# Create data set with PubChem2D fingerprint

In [1]:
import pubchempy as pcp
import pandas as pd
import numpy as np

In [10]:
final_db = pd.read_csv('data/processed/final_db_processed.csv')

cas_to_smiles = pd.read_csv('data/processed/cas_to_smiles.csv')
cas_to_smiles = cas_to_smiles.drop(columns=cas_to_smiles.columns[0])

cas_to_pubchemcid = pd.read_csv('data/processed/cas_to_pubchemcid.csv')
cas_to_pubchemcid = cas_to_pubchemcid.drop(columns=cas_to_pubchemcid.columns[0])
cas_to_pubchemcid.cid = cas_to_pubchemcid.cid.fillna(-1)

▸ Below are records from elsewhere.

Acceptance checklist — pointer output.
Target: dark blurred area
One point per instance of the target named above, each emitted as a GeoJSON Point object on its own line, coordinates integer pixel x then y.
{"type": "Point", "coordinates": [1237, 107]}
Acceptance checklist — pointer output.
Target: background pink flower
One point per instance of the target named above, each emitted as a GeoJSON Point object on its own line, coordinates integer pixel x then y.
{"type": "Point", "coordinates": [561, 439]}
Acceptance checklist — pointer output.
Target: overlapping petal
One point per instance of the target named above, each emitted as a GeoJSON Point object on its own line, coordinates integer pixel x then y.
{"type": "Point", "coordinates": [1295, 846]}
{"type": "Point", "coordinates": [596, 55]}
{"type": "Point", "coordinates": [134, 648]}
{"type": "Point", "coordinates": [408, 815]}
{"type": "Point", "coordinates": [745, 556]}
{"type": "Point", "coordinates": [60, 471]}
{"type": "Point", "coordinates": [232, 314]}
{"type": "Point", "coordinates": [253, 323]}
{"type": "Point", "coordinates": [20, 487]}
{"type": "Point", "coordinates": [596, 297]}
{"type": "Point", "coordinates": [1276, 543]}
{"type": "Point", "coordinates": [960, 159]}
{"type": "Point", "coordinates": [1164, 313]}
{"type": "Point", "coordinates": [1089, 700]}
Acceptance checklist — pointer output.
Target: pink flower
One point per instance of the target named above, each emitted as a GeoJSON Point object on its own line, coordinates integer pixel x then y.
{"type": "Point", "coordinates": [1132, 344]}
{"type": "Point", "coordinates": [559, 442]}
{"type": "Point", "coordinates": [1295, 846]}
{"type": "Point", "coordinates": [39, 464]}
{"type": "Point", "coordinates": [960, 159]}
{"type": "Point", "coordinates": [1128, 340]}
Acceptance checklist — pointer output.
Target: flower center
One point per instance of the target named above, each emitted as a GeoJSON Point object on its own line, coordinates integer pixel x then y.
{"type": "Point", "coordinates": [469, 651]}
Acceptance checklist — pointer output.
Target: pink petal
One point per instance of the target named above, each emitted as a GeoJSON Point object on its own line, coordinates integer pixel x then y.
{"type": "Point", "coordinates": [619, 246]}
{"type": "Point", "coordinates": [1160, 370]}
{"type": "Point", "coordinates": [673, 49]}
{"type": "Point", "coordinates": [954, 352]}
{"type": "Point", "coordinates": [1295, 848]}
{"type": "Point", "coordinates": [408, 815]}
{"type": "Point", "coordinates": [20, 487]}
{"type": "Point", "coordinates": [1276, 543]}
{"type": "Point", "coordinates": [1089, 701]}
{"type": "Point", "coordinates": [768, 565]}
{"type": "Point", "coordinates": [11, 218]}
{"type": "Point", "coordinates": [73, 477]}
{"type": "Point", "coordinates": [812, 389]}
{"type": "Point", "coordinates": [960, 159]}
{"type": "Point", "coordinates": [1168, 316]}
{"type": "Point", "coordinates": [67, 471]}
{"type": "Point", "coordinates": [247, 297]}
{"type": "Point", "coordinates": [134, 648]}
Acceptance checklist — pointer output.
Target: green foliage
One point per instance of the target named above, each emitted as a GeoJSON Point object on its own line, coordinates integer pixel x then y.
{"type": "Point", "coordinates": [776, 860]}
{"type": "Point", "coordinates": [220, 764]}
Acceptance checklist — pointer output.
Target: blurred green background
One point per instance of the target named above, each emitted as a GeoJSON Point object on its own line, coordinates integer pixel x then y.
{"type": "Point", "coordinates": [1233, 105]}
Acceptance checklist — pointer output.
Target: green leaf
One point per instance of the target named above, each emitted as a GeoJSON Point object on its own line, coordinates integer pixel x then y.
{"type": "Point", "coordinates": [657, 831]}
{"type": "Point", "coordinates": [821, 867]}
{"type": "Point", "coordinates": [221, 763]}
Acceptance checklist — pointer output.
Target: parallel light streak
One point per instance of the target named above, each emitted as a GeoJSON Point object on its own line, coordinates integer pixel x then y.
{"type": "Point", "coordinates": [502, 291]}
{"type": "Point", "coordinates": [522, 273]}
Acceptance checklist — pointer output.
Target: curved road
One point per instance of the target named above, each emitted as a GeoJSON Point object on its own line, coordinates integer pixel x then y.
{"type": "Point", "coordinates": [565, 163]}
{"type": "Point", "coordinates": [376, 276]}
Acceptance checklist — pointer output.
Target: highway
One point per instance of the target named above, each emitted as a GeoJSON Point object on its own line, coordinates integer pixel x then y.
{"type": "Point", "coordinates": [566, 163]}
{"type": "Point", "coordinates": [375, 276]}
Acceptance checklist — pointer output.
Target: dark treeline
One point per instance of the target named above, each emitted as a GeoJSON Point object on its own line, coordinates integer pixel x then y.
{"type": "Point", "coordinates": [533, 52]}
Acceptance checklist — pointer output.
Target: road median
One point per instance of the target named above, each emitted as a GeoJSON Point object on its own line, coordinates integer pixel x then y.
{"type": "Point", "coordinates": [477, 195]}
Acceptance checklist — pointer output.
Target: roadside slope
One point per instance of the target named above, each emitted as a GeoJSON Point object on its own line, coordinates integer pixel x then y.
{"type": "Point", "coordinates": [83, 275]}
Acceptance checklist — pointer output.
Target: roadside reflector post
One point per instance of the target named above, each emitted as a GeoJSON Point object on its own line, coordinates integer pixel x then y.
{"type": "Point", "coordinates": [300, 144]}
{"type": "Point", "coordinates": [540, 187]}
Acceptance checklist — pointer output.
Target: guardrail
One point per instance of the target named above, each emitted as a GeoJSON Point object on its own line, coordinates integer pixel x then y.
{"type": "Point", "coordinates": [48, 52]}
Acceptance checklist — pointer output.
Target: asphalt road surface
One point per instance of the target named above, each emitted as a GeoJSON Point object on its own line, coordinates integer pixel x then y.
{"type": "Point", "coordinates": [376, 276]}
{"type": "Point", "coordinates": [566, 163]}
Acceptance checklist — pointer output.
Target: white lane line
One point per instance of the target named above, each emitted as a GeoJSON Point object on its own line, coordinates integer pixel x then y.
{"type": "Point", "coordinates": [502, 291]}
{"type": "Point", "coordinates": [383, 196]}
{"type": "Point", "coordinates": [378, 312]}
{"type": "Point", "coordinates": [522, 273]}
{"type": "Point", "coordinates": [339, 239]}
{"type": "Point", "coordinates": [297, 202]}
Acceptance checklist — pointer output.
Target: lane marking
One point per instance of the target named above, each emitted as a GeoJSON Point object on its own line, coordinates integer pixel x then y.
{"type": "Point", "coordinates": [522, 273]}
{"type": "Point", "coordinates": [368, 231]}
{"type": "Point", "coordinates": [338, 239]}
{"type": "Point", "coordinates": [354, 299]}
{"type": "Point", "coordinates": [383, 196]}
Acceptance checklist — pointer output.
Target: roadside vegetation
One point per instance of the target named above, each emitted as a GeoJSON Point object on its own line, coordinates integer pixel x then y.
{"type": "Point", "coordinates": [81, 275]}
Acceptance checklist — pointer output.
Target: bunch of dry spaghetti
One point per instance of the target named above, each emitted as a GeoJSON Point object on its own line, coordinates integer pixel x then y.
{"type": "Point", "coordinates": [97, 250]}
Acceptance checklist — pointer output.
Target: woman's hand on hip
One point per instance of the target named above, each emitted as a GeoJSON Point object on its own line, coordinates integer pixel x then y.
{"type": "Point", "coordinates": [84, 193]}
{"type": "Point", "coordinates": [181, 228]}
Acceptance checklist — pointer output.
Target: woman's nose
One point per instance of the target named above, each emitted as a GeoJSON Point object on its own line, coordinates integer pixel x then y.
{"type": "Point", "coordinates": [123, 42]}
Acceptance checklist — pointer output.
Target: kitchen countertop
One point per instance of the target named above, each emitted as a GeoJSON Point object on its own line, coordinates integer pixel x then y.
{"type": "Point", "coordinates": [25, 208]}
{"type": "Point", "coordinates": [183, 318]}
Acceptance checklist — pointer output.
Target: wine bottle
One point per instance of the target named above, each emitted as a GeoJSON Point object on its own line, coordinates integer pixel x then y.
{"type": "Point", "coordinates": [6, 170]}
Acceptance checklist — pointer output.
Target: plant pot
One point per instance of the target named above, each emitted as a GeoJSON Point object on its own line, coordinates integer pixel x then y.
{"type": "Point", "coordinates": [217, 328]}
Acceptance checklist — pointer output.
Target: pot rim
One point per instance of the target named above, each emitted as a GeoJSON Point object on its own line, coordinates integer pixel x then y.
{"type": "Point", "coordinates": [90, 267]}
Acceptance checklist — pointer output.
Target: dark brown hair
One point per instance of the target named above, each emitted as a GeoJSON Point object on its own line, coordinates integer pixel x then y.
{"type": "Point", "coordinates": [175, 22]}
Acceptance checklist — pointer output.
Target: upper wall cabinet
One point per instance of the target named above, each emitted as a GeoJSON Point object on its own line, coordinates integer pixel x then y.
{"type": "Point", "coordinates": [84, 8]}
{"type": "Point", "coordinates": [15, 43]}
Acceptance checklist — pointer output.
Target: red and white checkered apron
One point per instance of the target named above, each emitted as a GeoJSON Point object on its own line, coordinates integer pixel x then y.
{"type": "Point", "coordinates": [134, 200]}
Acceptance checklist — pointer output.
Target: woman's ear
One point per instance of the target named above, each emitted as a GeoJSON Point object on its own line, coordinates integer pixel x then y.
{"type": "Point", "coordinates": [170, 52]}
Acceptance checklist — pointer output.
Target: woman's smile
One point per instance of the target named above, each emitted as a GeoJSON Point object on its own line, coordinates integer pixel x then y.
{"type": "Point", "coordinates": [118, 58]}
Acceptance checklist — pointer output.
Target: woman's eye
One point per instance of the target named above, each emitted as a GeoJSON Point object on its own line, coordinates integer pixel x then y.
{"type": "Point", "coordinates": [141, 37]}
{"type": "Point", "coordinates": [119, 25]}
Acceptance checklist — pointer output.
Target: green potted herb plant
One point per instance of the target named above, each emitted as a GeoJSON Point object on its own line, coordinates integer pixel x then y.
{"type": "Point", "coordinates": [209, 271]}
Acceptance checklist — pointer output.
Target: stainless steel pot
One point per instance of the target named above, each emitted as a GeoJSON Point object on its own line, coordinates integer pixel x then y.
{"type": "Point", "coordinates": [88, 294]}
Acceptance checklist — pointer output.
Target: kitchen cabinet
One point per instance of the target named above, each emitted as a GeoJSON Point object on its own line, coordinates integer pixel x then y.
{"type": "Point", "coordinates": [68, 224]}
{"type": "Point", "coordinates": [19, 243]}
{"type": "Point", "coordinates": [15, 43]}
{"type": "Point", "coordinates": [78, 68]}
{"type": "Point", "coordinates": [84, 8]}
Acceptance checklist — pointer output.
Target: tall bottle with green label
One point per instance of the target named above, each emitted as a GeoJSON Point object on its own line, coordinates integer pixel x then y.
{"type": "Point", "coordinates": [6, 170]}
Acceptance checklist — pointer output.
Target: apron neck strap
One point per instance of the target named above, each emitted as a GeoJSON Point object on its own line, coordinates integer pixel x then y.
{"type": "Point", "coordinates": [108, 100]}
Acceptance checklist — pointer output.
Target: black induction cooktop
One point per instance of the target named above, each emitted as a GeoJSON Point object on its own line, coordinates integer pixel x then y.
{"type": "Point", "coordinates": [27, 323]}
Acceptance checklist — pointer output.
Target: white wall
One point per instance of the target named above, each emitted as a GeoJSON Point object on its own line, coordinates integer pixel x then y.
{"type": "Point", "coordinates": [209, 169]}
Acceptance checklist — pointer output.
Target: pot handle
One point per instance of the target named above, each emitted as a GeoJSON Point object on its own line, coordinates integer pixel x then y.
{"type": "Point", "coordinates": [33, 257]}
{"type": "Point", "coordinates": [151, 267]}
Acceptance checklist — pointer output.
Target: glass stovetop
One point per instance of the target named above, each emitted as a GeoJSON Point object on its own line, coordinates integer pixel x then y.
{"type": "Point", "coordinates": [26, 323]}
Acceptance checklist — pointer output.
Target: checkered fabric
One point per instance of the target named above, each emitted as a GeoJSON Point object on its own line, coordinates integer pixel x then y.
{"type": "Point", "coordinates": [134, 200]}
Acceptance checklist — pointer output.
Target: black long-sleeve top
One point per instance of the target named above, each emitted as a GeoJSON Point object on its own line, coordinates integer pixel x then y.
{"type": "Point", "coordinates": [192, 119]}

data = pd.merge(cas_to_smiles, cas_to_pubchemcid, on='cas')
data.cid = data.cid.astype(int)
data = data[['cas','cid','smiles']] # rearrange columns
data.head()

Unnamed: 0,cas,cid,smiles
0,10108-64-2,24947,[Cl-].[Cl-].[Cd++]
1,88-30-2,6931,Oc1ccc(c(c1)C(F)(F)F)[N+]([O-])=O
2,1397-94-0,14957,CCCCCC[C@@H]1[C@@H](OC(=O)CC(C)C)[C@H](C)OC(=O...
3,540-72-7,516871,[Na+].[S-]C#N
4,72-43-5,4115,COc1ccc(cc1)C(c2ccc(OC)cc2)C(Cl)(Cl)Cl


Get the PubChem2D fingerprint based on the smiles or the CID (whichever is available).

In [68]:
def get_finger(x):
    try:
        # try to get fingerprint from the smiles (safer)
        y = pcp.get_compounds(x[2],'smiles')[0].cactvs_fingerprint
    except:
        # if it doesn't work, get the fingerprint from the CID
        if x[1]==-1:
            # if the CID is missing, return NaN
            y = 'NaN'
        else:
            if isinstance(x[1], np.int32):
                x[1] = x[1].item()
            y = pcp.Compound.from_cid(x[1]).cactvs_fingerprint
    with open('data/processed/cas_pubchemfinger.csv','a') as fd:
        fd.write(','.join([str(x[0]),''.join([str(y),'\n'])]))
    return y

#c = get_finger(data.iloc[349,])
c = data.apply(func=get_finger, axis=1)

Add the fingerprint that was written in the cell above to the ecotoxicological data. Drop samples that contain an NA value.

In [44]:
cas_to_finger = pd.read_csv('data/processed/cas_pubchemfinger.csv', names=['test_cas','fingerprint'])
# drop duplicates (there are still different CAS with the same fingerprint, which is ok)
cas_to_finger = cas_to_finger[~cas_to_finger.duplicated()].dropna()
final_db_update = pd.merge(final_db, cas_to_finger, on='test_cas')
final_db_update = final_db_update.drop(columns=['test_cas', 'atom_number', 'alone_atom_number', 'tripleBond','doubleBond', 'bonds_number', 'ring_number', 'Mol', 
    'MorganDensity', 'LogP'])
final_db_update.to_csv("data/processed/final_db_update.csv", index=False)